A Acta

bye, bye THISYouKNOWmustNOTbemaned***

Unfortunately on Oct. 1st some countries signed the socalled Anti-Counterfeiting Trade Agreement (ACTA). The European Union may eventually join in. The agreement is rather problematic.


As an example here a citation from Section 5, No.4, E-15:

“A Party may provide, in accordance with its laws and regulations, its competent authorities with the authority to order an online service provider to disclose expeditiously to a right holder information sufficient to identify a subscriber whose account was allegedly used for infringement, where that right holder has filed a legally sufficient claim of trademark or copyright or related rights infringement, and where such information is being sought for the purpose of protecting or enforcing those rights.”

A “party” seems to be the countries which signed the agreement and according to
E-3,c):

“competent authorities includes the appropriate judicial, administrative, or law enforcement authorities under a Party’s law;”

In particular “competent authorities” don’t need to be judges.
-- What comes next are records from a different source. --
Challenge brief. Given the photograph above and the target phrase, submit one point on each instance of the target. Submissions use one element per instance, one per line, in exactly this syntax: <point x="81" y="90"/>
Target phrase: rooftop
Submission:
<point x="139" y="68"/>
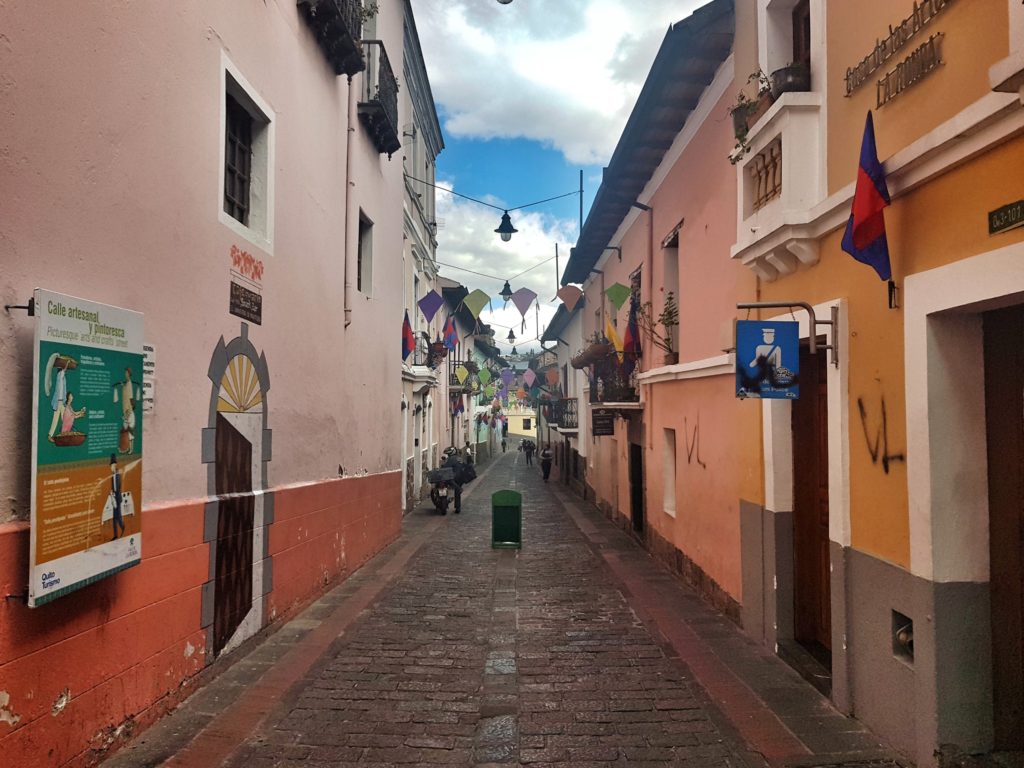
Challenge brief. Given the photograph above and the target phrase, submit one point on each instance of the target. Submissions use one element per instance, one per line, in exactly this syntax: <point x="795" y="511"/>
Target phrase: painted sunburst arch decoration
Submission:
<point x="240" y="390"/>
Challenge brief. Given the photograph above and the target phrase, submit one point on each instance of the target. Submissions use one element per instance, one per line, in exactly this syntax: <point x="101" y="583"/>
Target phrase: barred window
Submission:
<point x="238" y="160"/>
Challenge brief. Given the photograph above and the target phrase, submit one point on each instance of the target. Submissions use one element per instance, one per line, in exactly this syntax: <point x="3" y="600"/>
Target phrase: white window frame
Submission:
<point x="259" y="231"/>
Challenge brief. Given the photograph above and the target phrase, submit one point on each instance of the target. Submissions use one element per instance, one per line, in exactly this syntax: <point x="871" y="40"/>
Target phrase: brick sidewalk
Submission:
<point x="578" y="649"/>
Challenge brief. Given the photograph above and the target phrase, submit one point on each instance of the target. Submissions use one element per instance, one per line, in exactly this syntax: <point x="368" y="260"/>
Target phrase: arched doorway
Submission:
<point x="237" y="450"/>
So a right holder (i.e. for example someone who had filed a trademark) may -as I understand the above- in principle get even without a judge and even in disputable cases private data from an internet provider.

For more see for example the collected documents at La quadrature du net, or read the full text.
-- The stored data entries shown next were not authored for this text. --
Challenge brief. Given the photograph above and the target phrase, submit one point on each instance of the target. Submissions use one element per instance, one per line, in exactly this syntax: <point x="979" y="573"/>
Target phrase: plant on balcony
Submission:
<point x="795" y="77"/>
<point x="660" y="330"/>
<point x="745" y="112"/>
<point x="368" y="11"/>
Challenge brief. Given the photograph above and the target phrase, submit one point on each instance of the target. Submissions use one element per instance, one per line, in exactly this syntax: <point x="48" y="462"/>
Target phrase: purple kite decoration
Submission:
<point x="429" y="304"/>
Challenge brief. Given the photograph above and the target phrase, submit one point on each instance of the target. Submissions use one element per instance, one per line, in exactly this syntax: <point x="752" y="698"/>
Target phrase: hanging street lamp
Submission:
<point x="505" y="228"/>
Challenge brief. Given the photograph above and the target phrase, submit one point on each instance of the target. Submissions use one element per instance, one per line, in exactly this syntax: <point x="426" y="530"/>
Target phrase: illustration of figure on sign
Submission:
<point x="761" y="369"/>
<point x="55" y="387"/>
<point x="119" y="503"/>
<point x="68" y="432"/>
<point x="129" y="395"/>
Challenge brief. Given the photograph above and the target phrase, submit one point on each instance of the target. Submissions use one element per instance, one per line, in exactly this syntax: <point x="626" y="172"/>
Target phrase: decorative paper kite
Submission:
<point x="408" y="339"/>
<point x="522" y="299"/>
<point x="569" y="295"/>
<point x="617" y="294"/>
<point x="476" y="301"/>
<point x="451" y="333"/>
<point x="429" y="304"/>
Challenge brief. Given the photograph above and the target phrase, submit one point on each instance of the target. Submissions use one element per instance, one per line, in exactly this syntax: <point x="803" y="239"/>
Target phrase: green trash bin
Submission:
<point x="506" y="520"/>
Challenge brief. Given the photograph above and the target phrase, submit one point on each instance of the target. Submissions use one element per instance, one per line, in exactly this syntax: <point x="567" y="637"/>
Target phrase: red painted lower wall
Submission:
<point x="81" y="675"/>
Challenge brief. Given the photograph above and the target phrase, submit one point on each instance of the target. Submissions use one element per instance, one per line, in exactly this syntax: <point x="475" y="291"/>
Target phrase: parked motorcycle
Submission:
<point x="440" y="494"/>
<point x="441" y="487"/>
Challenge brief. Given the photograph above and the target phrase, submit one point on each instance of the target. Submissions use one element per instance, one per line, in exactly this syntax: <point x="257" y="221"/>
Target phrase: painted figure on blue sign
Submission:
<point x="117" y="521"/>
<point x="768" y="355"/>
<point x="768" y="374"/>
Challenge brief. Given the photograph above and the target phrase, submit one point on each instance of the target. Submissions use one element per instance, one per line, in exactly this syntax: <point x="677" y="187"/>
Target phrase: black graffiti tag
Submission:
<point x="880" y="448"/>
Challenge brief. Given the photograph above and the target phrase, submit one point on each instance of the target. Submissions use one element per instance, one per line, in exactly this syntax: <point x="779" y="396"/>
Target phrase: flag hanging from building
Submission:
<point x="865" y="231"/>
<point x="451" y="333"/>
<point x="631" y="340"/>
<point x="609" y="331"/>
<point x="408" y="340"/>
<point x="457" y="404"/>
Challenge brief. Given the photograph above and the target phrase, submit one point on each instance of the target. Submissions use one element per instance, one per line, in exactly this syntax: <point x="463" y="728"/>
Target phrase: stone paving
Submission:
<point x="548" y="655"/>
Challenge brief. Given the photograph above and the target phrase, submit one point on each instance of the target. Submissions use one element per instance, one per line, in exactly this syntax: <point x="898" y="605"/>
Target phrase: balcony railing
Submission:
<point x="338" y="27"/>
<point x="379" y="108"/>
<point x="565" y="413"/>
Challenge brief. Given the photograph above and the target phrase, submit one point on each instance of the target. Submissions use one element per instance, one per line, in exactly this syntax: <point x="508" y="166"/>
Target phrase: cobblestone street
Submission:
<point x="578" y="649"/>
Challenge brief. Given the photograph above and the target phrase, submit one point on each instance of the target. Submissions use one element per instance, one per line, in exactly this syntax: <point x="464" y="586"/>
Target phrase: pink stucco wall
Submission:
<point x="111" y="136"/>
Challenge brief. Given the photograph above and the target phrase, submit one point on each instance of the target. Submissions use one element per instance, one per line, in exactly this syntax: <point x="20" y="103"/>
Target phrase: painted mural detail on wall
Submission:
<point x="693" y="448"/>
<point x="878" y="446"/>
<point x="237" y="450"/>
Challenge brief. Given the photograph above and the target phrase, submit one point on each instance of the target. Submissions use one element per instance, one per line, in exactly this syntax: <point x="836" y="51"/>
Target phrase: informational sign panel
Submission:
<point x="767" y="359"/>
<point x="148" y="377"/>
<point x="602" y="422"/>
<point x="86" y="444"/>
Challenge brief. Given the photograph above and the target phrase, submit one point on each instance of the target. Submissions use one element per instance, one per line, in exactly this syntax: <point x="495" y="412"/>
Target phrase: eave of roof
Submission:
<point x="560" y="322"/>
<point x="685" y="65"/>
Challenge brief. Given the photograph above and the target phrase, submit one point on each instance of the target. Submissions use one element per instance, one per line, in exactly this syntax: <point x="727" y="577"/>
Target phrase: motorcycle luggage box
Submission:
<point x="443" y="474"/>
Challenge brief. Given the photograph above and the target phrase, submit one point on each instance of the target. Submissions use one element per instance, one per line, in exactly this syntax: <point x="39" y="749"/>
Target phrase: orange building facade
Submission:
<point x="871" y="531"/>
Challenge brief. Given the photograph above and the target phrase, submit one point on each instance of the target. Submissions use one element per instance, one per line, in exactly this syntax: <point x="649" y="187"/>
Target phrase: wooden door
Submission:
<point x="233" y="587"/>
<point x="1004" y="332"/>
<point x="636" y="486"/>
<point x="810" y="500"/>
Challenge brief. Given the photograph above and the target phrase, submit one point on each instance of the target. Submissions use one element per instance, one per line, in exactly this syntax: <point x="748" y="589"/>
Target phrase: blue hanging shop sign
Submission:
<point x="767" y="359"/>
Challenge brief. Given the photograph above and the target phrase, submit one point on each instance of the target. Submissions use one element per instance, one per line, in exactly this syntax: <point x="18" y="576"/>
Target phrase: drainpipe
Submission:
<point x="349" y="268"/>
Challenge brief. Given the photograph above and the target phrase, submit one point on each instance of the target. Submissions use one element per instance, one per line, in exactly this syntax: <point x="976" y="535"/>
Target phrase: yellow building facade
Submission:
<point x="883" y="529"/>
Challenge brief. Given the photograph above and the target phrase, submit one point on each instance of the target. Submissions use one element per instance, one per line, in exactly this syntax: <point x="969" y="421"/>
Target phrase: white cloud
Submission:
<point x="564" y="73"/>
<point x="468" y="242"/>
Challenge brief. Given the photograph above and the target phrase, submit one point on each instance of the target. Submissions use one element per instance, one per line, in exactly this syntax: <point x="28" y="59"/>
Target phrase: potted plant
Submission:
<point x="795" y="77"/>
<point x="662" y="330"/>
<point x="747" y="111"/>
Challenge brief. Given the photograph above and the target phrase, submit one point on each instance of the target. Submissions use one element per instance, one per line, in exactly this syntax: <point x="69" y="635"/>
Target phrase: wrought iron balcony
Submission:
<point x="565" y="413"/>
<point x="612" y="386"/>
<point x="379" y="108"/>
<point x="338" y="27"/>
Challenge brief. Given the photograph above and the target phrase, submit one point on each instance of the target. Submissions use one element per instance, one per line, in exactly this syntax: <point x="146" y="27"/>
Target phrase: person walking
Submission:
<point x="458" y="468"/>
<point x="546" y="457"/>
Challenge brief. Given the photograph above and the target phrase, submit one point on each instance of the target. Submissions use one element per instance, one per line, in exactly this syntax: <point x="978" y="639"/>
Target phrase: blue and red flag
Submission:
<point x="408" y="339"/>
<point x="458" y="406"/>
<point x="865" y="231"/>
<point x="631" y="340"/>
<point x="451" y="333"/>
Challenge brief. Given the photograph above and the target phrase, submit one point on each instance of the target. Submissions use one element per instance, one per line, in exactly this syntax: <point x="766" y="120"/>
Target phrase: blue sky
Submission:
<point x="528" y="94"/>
The European parliament seems also to have problems with ACTA. However the situation is not yet settled in the EU. Moreover there seems to be no real process of discussing and questioning the current use and sense of IPR (Intellectual Property Rights) per se. The Anti-Counterfeiting Trade Agreement (ACTA), Fact sheet from the European Comission in 2008 states that:

The competitiveness of the EU economy depends on large part of economic activities that need IPR protection, i.e. high quality products and brands (trademarks, geographical indications), innovative industries (patents) or entertainment (copyright). Large scale abuse of these rights, by counterfeiters who free-ride on the innovative and quality-enhancing efforts undertaken by the EU industry has a devastating impact on growth and employment.

So for the EU officials it seems to be clear that the current use of IPR fosters innovation and creativity. In particular there is for example no big discussion about, how much inventors or creators really benefit from these rights, what constitutes intellectual work in our times and how IPR may eventually hamper innovation and creativity etc.

In an earlier randform post the game project MMOGEP which contains the game Utopia was introduced in a draft. I meanwhile put a little bit more details (please see sections “costs for development” and “usefulness”) into the draft of Utopia. In particular I tried to adress a little bit of the IPR/patent issue and started to discuss some possible alternatives.
A discussion about “IPR” in academia can be found in this randform post.

***footnote: Note that using the words snow and white one after the other under certain circumstances may eventually soon be a trademark infringement. That is “snow” followed by “white” may be very intellectual property in certain circumstances.

So let’s see what happens to schneewitchen.